Understanding overrides

I want to have a universal configuration for Retroarch and use overrides for some systems that requires specific settings or personal preferences. It’s easy to save a shader per core or even per game, remap for specific games and cores as well, even custom view point or aspect ratio per game.

I have preference to using the best video driver possible, I’m current using Vulkan but will soon switch to GLcore when the shader loading is fixed.

Some cores only work with the GL driver and I can’t save this as an override for Reicast or Kronos, for example, I need to create a separate config for it to work.

Remaps works well, but the Input menu won’t be saved as overrides if I, again don’t create a separate config for that core. Am I’m missing something or the above can only be used as separate configurations instead of overrides?

That’s correct. Overrides don’t work for video drivers because the menu keeps the old driver and crashes the program if you try to re-enter the menu as the contexts no longer match.

Input stuff doesn’t work with overrides, either, which is why the remaps exist. There are some edge-case things that aren’t caught by the remaps, though, and for those things you need another config (or a config fragment for use with appendconfig)

1 Like

Got it!

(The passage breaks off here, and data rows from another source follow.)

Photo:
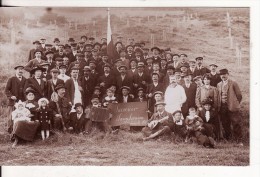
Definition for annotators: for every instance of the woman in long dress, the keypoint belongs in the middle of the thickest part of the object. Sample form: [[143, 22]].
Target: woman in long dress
[[26, 129]]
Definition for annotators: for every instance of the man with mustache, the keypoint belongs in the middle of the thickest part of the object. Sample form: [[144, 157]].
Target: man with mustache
[[61, 108], [14, 92]]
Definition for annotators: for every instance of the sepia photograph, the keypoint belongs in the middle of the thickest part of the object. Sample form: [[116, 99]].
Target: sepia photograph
[[125, 86]]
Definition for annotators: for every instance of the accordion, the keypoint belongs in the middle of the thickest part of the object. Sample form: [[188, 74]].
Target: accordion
[[99, 114]]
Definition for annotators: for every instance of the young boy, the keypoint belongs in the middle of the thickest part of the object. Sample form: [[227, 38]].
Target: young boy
[[159, 124], [209, 117], [179, 128], [194, 126]]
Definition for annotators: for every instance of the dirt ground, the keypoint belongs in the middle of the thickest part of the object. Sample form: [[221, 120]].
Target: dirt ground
[[206, 35]]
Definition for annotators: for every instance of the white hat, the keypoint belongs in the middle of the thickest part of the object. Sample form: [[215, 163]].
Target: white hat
[[19, 103], [43, 99]]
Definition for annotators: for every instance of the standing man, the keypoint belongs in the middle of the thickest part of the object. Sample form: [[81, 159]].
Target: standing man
[[37, 83], [14, 92], [174, 96], [215, 78], [201, 70], [73, 87], [37, 46], [228, 106], [34, 62]]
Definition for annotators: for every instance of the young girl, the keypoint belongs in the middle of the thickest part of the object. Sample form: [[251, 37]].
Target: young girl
[[110, 98], [179, 125], [20, 116], [21, 113], [194, 126], [44, 116]]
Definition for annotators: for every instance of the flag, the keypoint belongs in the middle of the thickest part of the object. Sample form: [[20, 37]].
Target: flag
[[110, 44]]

When you mention config fragment does that mean I can basically edit the complete appendconfig created when I hit “save new config” and keep only the settings I’d like changed, while the rest would be loaded from the main config?

Yeah, basically. However, when you append a config fragment, it will pollute your main config with the new values unless you disable ‘save config on exit’ (or, I guess you could disable it in the fragment…). Overrides take care of that automatically.